M THE INSIGHT HUB
// media

Are spouses pensions taxable?

By Matthew Martinez

A pension from a defined benefit pot can usually only be paid to a dependant of the person who died, for example a husband, wife, civil partner or child under 23. It can sometimes be paid to someone else if the pension scheme’s rules allow it – but it will be taxed at up to 55% as an unauthorised payment.

Is UK old age pension taxed?

The state pension is taxable income, but you receive it gross. This means no tax is deducted at source (that is, before it is paid to you) from the state pension.

Can I leave my pension to my wife?

The new pension rules have made it possible to leave your fund to any beneficiary, including a partner without paying a 55% ‘death tax’. Many people want to leave their assets to their family when they pass, and a pension is now a tax-efficient way to do this.

Can I transfer some of my pension to my wife?

The short answer is no, you can’t transfer your pension into your wife’s name. The only way your wife can get a share of your pension pot is if you were to get divorced, in which case she could claim a percentage of your pension and move it to another fund, but understandably few people want to go to such lengths!

Do you have to pay tax on your wifes pension?

This income is taxable.
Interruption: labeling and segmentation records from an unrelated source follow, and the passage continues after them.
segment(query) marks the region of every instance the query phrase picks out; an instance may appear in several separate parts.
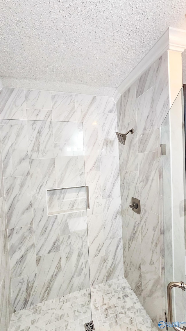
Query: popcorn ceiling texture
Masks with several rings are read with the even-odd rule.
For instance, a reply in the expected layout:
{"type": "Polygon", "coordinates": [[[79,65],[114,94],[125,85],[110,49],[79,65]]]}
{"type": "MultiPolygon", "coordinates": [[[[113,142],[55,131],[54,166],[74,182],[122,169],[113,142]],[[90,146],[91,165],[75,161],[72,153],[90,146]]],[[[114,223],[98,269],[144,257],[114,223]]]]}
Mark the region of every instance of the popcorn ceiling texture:
{"type": "Polygon", "coordinates": [[[1,75],[9,86],[16,78],[24,87],[40,81],[110,94],[169,26],[185,28],[184,0],[0,2],[1,75]]]}

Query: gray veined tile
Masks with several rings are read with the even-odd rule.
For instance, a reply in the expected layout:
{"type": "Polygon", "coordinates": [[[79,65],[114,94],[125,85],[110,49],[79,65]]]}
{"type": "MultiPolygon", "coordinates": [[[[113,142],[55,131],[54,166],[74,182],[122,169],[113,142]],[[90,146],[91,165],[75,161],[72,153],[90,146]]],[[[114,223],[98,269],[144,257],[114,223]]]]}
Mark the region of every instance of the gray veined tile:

However if your wife’s total income is less than £9,490 at age 65 (based on current rates) there is no income tax to pay. Your wife could choose any private pension including stakeholder, personal pension or self-invested personal pension (Sipp).

How is pension income taxed in the UK?

Pension income either through lifetime annuity, scheme pension or drawdown is taxed as ‘Earned Income’. This means that the payer of the income must operate Pay As You Earn (PAYE). This means that they will pay out the income based on a tax code supplied by HMRC

How old do you have to be to pay tax on pension?

When you can take your pension depends on your pension’s rules. It’s usually 55 at the earliest. You might have to pay Income Tax at a higher rate if you take a large amount from your pension.

How does the taxation of Pensions Act 2014 affect you?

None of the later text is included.